From the Editorial Board:
After our investigation of the grading curve – which resulted in a resounding “it exists, but we can’t tell you what it is” from the administration – we at the Record are starting to wonder something. If “the competition is over,” if everyone gets a job, if the Sears Prize isn’t even announced, if we don’t know our class rank, and if OCI employers can’t pre-screen candidates, why do we even have grades at all?
We don’t mean that facetiously. What, precisely, is the advantage of continuing to use a traditional letter grading system instead of a pass/fail system, along the lines of Yale’s? As it is, we have a system in which grades seem useful for very little beyond causing an undue amount of aggravation for all involved.
Certainly, employers do look at grades, as do judges and some prestigious fellowships, like the Skadden. However, we wonder whether those few highly competitive employers, judges, and fellowship committees can’t look at law review and journal experience, writing samples, and professor recommendations to come up with essentially the same result.

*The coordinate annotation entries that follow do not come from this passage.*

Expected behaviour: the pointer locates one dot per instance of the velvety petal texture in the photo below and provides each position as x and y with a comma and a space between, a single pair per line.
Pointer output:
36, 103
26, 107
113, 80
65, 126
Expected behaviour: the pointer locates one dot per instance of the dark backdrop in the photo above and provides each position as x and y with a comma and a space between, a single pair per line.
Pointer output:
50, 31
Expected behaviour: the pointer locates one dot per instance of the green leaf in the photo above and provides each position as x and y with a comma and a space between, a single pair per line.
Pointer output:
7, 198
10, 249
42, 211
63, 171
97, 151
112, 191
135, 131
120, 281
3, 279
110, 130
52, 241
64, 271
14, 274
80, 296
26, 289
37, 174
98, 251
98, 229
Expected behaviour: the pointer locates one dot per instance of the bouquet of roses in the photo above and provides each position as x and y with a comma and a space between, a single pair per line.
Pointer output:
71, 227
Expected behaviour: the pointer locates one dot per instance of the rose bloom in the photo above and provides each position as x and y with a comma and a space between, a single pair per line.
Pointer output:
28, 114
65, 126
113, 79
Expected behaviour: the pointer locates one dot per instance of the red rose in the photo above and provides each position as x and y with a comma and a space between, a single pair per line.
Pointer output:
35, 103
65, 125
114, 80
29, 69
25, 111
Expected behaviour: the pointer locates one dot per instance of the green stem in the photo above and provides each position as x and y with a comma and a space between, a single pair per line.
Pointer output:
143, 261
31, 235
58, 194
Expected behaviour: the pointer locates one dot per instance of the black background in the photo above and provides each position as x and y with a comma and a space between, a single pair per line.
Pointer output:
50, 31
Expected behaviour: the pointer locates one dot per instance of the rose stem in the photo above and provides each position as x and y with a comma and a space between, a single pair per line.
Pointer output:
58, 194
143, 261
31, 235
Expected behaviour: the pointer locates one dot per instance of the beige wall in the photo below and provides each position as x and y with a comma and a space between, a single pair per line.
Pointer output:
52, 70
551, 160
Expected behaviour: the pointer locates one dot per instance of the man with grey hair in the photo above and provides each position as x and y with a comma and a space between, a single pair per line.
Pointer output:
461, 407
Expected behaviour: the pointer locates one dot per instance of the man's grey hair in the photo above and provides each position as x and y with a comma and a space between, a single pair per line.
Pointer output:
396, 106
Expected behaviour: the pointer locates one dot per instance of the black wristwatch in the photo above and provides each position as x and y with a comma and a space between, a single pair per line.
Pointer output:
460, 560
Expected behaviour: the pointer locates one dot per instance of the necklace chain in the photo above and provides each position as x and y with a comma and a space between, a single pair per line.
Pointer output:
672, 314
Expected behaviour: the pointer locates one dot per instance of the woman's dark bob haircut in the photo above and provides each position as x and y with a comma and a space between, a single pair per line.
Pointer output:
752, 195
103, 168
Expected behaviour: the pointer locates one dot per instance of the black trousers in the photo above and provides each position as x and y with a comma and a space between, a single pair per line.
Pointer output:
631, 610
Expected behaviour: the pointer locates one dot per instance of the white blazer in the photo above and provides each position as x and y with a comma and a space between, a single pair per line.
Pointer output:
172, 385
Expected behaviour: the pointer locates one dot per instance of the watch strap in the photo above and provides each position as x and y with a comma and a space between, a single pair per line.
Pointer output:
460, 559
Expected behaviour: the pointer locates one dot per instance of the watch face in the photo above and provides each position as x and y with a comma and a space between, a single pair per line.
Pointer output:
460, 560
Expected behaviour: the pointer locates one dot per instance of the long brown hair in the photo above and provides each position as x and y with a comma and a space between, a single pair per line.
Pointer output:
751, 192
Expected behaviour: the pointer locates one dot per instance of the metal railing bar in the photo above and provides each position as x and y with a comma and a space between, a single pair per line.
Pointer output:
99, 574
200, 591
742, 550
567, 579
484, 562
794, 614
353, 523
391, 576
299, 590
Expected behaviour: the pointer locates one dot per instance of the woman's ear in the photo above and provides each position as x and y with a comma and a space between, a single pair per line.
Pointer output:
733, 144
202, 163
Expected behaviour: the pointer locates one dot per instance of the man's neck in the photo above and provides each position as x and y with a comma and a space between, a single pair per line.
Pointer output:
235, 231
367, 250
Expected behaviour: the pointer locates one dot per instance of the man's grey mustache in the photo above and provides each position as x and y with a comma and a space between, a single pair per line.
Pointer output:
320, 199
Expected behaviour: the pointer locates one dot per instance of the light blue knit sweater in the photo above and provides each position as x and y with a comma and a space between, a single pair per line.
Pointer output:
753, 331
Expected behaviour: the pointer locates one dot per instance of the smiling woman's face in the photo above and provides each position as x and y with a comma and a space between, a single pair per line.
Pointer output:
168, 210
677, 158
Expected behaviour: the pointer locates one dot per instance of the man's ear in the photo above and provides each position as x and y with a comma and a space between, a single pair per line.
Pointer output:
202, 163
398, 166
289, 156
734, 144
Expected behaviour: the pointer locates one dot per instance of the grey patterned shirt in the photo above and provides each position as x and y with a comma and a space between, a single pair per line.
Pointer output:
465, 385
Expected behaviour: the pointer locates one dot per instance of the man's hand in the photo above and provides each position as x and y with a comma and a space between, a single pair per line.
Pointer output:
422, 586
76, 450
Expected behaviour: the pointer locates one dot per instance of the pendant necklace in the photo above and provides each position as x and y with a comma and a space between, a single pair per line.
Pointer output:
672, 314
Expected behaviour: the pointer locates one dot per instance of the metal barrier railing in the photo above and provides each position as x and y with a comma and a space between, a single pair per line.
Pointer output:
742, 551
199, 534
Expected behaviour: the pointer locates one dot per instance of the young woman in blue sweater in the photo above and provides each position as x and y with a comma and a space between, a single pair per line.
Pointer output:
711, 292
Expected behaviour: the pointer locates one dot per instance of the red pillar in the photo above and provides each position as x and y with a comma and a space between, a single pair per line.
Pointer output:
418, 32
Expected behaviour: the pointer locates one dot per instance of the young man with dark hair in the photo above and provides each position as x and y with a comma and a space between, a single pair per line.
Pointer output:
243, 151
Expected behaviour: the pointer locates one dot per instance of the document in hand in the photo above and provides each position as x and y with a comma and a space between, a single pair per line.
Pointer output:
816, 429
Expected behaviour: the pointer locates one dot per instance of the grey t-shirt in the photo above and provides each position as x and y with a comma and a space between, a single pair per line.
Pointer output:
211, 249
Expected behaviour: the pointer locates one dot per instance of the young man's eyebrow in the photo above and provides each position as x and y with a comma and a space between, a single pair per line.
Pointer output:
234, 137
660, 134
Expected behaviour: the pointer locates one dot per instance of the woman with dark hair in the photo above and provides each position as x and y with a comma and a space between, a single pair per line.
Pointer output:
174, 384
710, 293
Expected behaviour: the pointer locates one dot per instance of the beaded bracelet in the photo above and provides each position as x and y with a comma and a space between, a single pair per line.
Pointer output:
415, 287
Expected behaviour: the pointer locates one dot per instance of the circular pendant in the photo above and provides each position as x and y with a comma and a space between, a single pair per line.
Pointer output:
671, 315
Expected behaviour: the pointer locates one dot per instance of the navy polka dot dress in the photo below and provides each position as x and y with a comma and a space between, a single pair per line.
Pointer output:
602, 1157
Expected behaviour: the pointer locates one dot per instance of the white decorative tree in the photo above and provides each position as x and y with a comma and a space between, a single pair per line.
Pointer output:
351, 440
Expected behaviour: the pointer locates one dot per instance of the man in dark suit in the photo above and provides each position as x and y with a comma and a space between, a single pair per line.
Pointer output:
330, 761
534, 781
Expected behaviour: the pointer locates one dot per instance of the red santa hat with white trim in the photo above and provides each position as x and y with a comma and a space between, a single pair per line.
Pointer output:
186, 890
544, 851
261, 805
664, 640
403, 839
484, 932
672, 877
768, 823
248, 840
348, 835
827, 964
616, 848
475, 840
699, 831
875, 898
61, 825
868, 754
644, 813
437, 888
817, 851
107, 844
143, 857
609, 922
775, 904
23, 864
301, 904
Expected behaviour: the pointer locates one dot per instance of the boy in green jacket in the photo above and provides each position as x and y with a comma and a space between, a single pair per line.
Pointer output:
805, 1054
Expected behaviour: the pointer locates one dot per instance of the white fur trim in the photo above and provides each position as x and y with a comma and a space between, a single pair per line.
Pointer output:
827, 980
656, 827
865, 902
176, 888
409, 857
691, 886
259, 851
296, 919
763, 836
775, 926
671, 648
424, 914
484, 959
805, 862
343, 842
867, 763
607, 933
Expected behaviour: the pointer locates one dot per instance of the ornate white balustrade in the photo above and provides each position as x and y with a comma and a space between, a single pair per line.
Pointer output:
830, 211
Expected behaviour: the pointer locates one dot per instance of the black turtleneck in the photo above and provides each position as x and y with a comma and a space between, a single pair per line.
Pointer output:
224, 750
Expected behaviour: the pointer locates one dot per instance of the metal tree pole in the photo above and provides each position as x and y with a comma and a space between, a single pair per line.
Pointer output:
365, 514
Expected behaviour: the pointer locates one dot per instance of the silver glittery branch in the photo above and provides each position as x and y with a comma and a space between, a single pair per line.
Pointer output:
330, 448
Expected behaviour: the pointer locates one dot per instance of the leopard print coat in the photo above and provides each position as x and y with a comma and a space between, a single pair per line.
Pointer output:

Indeed, a better result, as students would be evaluated on their ongoing work and connections as opposed to the work of a few singular hours on an exam. Exam performance can be thrown off – and an entire semester derailed – by illness, by a fluke of exam scheduling that schedules tests back-to-back, or by exams consisting of a single issue spotter that an otherwise good student just doesn’t happen to grasp right away.
Meanwhile, while we don’t believe that grades are assigned randomly, as many law students claim, anyone who has ever graded essays of any sort can tell you that ranking them in a meaningful order is not a simple task and that the line between an A- and B+ is very fine indeed.
This proposal may make more work for those selecting students for positions, but we question whether most employers, even federal judges, would be willing miss out on HLS students by only interviewing those on Law Review. The Harvard name does have leverage, and it’s a shame not to use it. And, after all, students at Yale and Berkeley don’t seem to have trouble obtaining employment.
In addition to avoiding the fundamentally arbitrary and artificial aspects of grading, a pass/fail system would carry numerous psychological benefits. First, it would be beneficial for the faculty, who we can’t imagine enjoy spending hours or days pouring over exams and trying to decide whether a student who misses issue A and gets issue B deserves a better grade than a student who does the reverse.
Second, it would avoid the ludicrousness that occurs when you take 1,500 highly competitive people, have them do roughly the same things and work toward roughly the same goals, tell them you’re judging them based on the quality of their performance, and then force them to sit there refreshing a computer screen until the sole arbiter of several months of work pops up. (Although kudos to the Registrar’s office for their new streamlined grade checking system.)
Are we all functional adults who are capable of dealing with that sort of pressure? Sure. Is there any particular reason to force us to? We’re not convinced. And quite honestly, we would have been perfectly happy to go through law school without having to listen to our smart, capable classmates saying things like “I suck at that; I got a B+” or “Oh, I don’t have the grades to do [X]; I’ll just go work at a big firm.” If anything, eliminating grades might allow students to stop mentally crossing off options for themselves, and instead encourage them to take advantage of what HLS has to offer. Could this sort of mental attrition be why HLS turns out so many fewer academics relative to its class size than Yale? It seems like a plausible argument.
And, after all, if we really need to rank people, nobody is stopping the Law Review from holding the write-on competition.